Dill blooms from May to August. If a warm autumn follows, flowering can last until September or early October. When in bloom, the plant can reach a height of up to one meter. When the dill blooms, it mainly puts its energy into the flower and hardly develops any more leaves.
The flowering umbel of dill is non-toxic and edible. The flower itself has a weaker dill flavor. But it is still very aromatic. It is harvested on a sunny morning. Cut off the umbel directly below the branch and then process it directly.
How to use the dill flowers:
- edible decoration
- starting vinegars
- starter oils
- Seasoned Salt
- pickled spice
A visual eye-catcher are the umbels in a base oil or vinegar. To do this, carefully push the umbels into the bottles. In terms of taste, it should be noted that the flowers naturally continue to give off a taste of oil or vinegar. You should therefore use the umbels sparingly so that the taste does not become too dominant.

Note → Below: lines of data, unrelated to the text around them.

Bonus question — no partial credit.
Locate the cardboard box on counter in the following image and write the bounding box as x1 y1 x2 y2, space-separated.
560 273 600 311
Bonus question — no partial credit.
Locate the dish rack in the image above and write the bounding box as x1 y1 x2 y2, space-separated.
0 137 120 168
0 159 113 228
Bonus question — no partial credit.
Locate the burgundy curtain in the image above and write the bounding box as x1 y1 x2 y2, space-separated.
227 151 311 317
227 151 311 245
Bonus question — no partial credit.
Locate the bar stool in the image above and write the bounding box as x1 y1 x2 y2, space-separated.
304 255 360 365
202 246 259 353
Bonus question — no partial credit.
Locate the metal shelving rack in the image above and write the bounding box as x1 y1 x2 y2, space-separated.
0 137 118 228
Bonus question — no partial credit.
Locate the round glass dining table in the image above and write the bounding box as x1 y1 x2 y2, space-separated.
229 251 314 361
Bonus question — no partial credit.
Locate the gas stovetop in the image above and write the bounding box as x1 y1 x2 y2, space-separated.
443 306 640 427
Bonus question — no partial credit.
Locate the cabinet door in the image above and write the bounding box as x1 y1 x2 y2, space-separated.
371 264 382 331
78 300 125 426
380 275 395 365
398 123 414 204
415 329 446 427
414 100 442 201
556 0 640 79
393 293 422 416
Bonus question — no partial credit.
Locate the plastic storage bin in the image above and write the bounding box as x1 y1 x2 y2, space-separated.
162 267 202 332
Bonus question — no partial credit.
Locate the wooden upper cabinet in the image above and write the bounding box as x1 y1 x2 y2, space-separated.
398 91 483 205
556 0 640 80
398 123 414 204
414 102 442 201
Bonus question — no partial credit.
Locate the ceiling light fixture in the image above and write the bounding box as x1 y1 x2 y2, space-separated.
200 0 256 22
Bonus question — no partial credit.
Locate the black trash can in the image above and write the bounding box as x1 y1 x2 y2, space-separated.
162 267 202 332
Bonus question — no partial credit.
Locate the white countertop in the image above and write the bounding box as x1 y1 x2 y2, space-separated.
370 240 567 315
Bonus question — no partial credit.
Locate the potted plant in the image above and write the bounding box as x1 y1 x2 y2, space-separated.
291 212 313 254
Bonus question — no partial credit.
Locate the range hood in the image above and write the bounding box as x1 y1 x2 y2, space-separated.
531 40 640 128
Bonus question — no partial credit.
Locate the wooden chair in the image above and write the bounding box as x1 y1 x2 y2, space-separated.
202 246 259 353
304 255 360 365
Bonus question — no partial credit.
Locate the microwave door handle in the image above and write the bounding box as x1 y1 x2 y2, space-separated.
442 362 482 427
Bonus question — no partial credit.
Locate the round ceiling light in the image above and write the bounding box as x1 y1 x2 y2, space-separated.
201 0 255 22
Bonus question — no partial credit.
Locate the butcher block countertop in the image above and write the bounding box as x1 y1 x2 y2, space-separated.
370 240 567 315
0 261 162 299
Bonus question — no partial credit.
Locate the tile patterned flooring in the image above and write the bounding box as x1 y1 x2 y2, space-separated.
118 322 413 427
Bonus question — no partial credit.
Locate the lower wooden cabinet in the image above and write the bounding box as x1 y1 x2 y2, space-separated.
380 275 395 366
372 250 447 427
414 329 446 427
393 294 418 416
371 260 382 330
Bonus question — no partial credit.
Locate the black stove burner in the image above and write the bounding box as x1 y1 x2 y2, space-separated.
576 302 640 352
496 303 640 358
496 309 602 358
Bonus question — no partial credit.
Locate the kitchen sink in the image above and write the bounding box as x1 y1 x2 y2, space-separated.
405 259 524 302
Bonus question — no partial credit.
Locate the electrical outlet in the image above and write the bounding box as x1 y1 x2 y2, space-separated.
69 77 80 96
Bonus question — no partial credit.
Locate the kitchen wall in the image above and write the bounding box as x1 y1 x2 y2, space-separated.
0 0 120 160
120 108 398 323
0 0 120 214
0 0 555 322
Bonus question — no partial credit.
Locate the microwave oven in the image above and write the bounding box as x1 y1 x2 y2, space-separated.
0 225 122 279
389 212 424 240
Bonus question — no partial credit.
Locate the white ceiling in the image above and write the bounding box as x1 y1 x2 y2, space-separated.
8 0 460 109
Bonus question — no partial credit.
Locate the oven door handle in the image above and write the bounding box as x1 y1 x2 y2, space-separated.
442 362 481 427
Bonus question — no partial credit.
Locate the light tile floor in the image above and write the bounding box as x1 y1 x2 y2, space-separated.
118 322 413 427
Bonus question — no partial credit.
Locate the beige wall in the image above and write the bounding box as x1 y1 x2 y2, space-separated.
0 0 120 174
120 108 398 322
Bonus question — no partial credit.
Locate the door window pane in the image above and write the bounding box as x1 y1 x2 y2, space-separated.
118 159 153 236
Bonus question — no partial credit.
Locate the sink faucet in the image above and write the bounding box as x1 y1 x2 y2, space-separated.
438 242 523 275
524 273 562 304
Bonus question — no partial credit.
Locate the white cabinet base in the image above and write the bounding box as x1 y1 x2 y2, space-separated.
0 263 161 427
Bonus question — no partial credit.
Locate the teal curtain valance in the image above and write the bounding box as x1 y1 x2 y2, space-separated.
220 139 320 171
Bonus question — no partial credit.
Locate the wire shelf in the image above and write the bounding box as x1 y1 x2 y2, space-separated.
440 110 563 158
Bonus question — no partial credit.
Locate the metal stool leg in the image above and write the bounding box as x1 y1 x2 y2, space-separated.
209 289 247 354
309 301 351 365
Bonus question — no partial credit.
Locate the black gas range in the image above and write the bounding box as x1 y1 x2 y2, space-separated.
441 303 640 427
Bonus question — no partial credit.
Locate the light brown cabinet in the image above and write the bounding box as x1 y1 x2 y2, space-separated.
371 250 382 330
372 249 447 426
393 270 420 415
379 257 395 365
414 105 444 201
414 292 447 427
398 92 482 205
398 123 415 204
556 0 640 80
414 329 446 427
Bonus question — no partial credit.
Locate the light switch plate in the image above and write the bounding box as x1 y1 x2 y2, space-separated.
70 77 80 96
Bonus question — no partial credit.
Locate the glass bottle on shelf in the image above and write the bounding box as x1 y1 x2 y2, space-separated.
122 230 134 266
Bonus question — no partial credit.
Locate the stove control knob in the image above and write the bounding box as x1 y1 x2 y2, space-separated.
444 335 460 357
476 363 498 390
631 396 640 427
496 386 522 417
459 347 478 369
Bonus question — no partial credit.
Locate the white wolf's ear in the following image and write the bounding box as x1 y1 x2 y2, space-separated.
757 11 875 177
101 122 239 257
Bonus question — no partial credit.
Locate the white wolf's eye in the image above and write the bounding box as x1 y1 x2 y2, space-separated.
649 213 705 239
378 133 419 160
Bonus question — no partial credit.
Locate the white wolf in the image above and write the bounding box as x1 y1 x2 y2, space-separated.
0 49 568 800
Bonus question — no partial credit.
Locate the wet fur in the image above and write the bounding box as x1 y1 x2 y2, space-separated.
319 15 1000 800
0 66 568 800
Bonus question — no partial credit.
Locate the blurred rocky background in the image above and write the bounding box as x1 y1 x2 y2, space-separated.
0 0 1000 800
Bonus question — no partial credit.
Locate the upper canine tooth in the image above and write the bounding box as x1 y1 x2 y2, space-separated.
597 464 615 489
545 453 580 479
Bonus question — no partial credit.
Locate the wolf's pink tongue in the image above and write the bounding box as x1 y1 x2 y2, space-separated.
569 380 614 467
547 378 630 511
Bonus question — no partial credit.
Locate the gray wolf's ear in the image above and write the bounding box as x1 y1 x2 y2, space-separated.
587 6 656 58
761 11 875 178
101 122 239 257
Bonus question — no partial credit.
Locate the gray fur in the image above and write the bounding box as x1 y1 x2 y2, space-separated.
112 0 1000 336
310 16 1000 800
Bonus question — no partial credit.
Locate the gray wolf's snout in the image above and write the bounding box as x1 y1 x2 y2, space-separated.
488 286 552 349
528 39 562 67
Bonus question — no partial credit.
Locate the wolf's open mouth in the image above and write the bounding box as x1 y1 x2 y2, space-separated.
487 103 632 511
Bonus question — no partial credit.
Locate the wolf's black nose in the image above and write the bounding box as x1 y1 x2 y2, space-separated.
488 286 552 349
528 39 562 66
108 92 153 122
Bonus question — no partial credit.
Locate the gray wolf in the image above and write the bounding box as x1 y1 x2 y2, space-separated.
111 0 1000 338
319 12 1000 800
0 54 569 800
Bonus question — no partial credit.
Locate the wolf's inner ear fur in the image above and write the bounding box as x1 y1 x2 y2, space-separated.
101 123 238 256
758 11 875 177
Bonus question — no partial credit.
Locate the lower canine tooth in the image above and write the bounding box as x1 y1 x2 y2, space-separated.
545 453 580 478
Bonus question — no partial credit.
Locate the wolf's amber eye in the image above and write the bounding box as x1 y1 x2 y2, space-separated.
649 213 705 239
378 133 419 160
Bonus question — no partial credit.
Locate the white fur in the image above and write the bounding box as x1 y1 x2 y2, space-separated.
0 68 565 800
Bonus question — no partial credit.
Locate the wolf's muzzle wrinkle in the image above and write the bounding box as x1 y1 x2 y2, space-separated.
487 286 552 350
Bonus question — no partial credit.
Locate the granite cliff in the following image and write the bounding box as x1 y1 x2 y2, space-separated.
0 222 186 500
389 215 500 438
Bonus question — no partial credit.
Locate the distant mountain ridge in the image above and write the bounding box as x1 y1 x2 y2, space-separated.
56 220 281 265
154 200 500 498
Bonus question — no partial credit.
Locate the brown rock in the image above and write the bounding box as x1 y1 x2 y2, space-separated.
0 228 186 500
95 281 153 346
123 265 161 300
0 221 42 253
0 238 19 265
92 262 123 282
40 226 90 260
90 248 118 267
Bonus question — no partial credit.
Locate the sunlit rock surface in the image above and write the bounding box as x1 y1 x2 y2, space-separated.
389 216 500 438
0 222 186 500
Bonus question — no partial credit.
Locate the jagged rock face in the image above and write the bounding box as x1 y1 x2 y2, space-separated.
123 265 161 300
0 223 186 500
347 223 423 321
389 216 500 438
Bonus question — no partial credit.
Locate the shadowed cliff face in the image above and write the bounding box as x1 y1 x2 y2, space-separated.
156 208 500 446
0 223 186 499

However, the dill is popular with aphids, which can also transmit diseases to the plant. If the flower is covered with aphids, you should stop using it. However, you can use them for other purposes, for example for decoration.
If the dill flower is cut, not only remove the umbel, but the entire inflorescence. With the formation of the seeds, the dill has done its life’s work and dies. If the entire inflorescence is removed, this serves to extend the life of the plant and sometimes blooms a second time.
Once Anethum graveolens flowers, it forms only a few leaves. The leaves also remain edible. In terms of taste, there is little or no difference to the leaves that the dill developed before flowering.
Occasionally it can happen that the leaves become very large with the flower. In this case, you should only use the dill tips. The stalks become very firm and uncomfortable to chew. To a limited extent, coarser parts of the dill leaves are still suitable as a flavoring agent for soups, but you have to fish them out before you eat them.
Use dill flowers
Dill flowers can be used in many ways in the kitchen. Compared to the dill tips, they are milder and can be combined with numerous dishes.
It is important to harvest and process the dill flowers correctly:
- Cut off dill flowers only on sunny days
- only use fully opened umbels
- Do not wash umbels
- Allow the umbels to dry briefly
- Process the dill blossoms quickly
Once the umbels have been cut off, you should let them wilt briefly. This intensifies their aroma. However, this does not hold up as well when flowering compared to dried dill tips. You must therefore process the dill flowers quickly. When using herbal oils, you should let the umbels wilt for several hours, otherwise there is a high risk that they will start to mold in the oil.